Después del plebiscito del 4 de
septiembre la situación se ha hecho explosiva en extremo. La crisis de
legitimidad del sistema político se profundiza vertiginosamente y ello en
beneficio de los fascistas que abominan de la política, que prefieren las
soluciones facilonas y autoritarias. Tienen a la Cámara de Diputados convertida
en trinchera y ya han logrado botar un par de sus autoridades y colocado al
actual presidente, en una posición defensiva.
Tienen al proceso constituyente
encapsulado en las alturas del Parlamento; en las conversaciones entre partidos
e informado a través de medios que propalan noticias falsas y propaganda
reaccionaria sin ningún pudor. Es como tener al gato cuidando la carnicería, si
hacemos caso a lo que indican las encuestas acerca de la desconfianza que todas
estas instituciones generan en la población.
¿Quién se puede hacer cargo
entonces de las esperanzas puestas en el cambio constitucional? Ciertamente la
sociedad civil, en forma autónoma y espontánea, no lo hizo ni lo hará. Hasta ahora en todo caso no hemos escuchado a
ninguno de sus voceros académicos explicarnos cómo ni por qué ha sido así. Se
trata de un problema "subjetivo". Habría que tener una fe de
carbonero para suponer que la realidad va a cambiar producto del desarrollo
independiente de las puras condiciones "objetivas", incluyendo el
desarrollo espontáneo de la "consciencia". Esto es algo que la
filosofía desde el siglo XVIII propuso, llamándolo "crítica",
"criticismo", etc.
En este sentido, los partidos progresistas,
desde un PDC que lamentablemente se desangra por la derecha hasta la coalición
de gobierno pasando por el Socialismo Democrático, tienen una enorme
responsabilidad. En primer lugar, la de sacar adelante el programa comprometido
con el pueblo en las elecciones presidenciales. Quizás uno de los peores
resabios de la transición, expresión del abismo existente entre el sistema
político y la sociedad civil, es el de creer que ello va a ser el resultado
única y exclusivamente de la política parlamentaria y de una apropiada técnica
legislativa.
Recuperar la credibilidad de la
sociedad pasa, entre otras cosas, por confiar en las masas y devolverles el
protagonismo a este respecto. La negociación con la derecha en el Parlamento es
una necesidad por la correlación de fuerzas en él. Ello, sin embargo, para algunos se
trasformó en virtud y de pasada desmovilizó a la sociedad civil, pero ese
republicanismo conservador explotó el 18 de octubre de 2019, mandando los
consensos al tacho de la basura de la historia y lo volverá a hacer mientras la
política se siga haciendo en las alturas y esté determinada por él.

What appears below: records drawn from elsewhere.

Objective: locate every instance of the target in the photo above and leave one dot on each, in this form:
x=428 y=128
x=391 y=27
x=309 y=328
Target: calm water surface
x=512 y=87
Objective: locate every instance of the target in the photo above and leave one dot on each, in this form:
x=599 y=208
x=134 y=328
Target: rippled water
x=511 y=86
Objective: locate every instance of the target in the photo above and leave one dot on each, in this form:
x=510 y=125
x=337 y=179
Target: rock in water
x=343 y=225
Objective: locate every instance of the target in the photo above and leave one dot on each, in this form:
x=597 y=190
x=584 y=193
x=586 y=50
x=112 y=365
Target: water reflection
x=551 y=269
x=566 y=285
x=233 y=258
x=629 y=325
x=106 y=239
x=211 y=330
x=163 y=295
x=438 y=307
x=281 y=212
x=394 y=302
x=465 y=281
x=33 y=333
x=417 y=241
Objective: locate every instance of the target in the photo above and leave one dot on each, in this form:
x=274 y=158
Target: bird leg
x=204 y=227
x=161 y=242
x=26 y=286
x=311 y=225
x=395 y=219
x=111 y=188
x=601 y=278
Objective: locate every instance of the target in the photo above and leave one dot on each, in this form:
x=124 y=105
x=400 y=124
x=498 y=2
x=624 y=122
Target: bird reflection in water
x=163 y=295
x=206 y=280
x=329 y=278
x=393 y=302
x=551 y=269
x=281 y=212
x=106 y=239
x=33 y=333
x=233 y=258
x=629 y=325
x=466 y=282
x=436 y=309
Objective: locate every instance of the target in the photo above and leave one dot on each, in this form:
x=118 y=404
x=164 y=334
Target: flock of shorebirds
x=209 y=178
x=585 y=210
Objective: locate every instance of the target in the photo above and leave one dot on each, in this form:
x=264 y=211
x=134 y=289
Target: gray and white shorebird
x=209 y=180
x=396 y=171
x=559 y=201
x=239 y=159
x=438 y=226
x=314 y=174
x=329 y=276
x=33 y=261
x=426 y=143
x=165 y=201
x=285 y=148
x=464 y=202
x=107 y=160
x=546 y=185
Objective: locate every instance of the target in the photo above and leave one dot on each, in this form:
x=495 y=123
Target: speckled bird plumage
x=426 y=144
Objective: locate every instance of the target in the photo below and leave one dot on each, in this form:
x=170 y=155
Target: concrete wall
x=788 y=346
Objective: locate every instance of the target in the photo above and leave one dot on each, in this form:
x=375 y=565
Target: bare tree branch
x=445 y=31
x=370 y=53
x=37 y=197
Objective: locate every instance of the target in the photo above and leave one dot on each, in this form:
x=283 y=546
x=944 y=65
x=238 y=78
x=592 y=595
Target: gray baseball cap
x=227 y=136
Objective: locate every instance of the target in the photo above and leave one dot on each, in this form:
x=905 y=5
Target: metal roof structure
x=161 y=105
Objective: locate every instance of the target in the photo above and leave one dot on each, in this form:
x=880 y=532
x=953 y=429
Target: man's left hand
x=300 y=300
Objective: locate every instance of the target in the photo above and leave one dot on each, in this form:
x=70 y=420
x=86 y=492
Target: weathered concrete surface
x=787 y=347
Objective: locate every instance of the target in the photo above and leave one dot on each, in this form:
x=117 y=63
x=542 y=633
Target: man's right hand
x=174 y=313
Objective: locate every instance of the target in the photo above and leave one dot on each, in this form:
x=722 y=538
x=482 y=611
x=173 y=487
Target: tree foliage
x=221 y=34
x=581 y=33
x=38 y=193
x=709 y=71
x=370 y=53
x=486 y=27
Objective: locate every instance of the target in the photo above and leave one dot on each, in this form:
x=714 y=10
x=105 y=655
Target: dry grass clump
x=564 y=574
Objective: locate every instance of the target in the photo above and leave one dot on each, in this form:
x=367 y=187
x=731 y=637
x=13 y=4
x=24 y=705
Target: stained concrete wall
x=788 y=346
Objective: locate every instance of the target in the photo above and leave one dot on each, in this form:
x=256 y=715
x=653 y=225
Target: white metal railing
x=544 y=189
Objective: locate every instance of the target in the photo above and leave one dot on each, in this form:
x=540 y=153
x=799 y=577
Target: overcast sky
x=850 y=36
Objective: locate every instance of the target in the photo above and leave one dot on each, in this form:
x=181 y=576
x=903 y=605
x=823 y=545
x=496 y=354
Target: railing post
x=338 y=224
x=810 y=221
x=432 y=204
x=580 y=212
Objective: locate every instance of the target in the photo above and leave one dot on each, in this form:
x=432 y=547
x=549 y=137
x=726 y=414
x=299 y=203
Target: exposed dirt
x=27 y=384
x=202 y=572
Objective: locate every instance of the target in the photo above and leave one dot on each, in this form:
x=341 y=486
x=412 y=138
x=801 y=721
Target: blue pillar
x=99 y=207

Ello tanto en lo que se refiere a
la agenda de transformaciones contenidas en el programa de gobierno, como en lo
que respecta al proceso constituyente. Una vuelta atrás, a los viejos buenos
tiempos de la democracia de los acuerdos, es imposible pero una involución
autoritaria, como la que sufrió Brasil hace algunos años no se puede descartar.
Sólo la acción de las masas podrá evitarlo.